As a crypto-socialist naturally I would love to see the heavy hand of the federal government used to force a positive change like this, and it’s great that utility regulations are back in the public conversation, but now more than ever it’s important to note that there’s decoupling and there’s decoupling. The details matter a great deal.
To wildly understate things, I’m not an expert on utilities. (Few people can truly claim to understand the intricacies of U.S. utility regs, including most of the regulators and the regulated.) But common sense can get us a ways.
The point of decoupling is to change the disastrous state of affairs that most U.S. utilities make more money the more power they sell. That presents a glaring incentive not to implement efficiency initiatives, which are, after all, meant to reduce power use. It biases utilities toward increasing supply.

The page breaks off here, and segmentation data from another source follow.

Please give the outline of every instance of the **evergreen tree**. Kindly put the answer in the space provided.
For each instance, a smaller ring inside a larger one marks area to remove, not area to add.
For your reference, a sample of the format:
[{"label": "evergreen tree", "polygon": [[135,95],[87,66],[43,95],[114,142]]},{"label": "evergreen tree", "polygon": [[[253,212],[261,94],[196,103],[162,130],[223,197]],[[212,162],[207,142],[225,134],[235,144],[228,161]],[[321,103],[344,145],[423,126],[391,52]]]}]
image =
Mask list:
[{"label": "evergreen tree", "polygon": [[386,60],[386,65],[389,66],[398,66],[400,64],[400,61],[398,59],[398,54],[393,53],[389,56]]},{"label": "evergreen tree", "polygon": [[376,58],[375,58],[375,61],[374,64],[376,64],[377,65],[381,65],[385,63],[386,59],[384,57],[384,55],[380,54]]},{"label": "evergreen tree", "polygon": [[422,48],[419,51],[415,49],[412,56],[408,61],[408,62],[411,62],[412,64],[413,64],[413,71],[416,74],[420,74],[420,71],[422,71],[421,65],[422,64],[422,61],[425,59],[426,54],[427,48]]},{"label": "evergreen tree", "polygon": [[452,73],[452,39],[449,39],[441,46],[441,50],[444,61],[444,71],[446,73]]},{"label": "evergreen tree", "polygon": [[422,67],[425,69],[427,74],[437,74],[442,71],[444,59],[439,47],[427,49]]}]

How should that state of affairs change? Here’s where things get tricky. One common way is to implement a common rate for all ratepayers based on fixed utility costs. That way utility revenue won’t fall when ratepayers use less electricity. That’s the kind of decoupling described in the NYT blog piece:
Under a decoupling scheme, customers pay for electricity more or less like they pay for their cable bill: a pre-determined rate every month, even if they never turn on the television. If overall revenues fall below a utility’s fixed costs, the rate is adjusted accordingly across the entire customer base — though some states are establishing rate caps, to protect consumers. The overall result, however, is that a utility’s revenues are no longer tied directly to the amount of energy it sells.
Maybe I’m missing something, but this seems like a horrible solution. For one thing, while it removes utilities’ incentive to push power consumption up, it gives them no incentive to push power consumption down. And utilities are among the few large institutions capable of developing and implementing efficiency programs on a wide scale. It squanders a potentially powerful ally.
To boot, it removes ratepayers’ (already meager) incentive to conserve! Why should ratepayers seek to trim their own power use if they play a flat rate every month no matter what? Why wouldn’t this bias them toward using more power?
A final thing to note is that utilities will be indifferent to power use because it will pose no risk to them. Their revenues stay steady regardless. All the risks — from storms, heat waves, cold waves, grid accidents or attacks — will be bourne by ratepayers. Progressive economic policy should shield low-income and middle class families from risk, of which they already have plenty. (All this is explained much better in this post from Sean, from which most of this is ripped off.)
What’s a better way to decouple? That’s not entirely easy to answer, particularly given the reigning regulatory model. Utilities are profit-making entities shielded almost entirely from risk by the government (read: the public). That’s a fish on a bicycle, not a recipe for innovation. Either utilities should get out of the profits game entirely, via nationalization, or be thrown into it in earnest, via real privatization (with competition on the supply and demand side alike).
Decoupling inside the current regulatory paradigm amounts to telling the fish to pedal faster.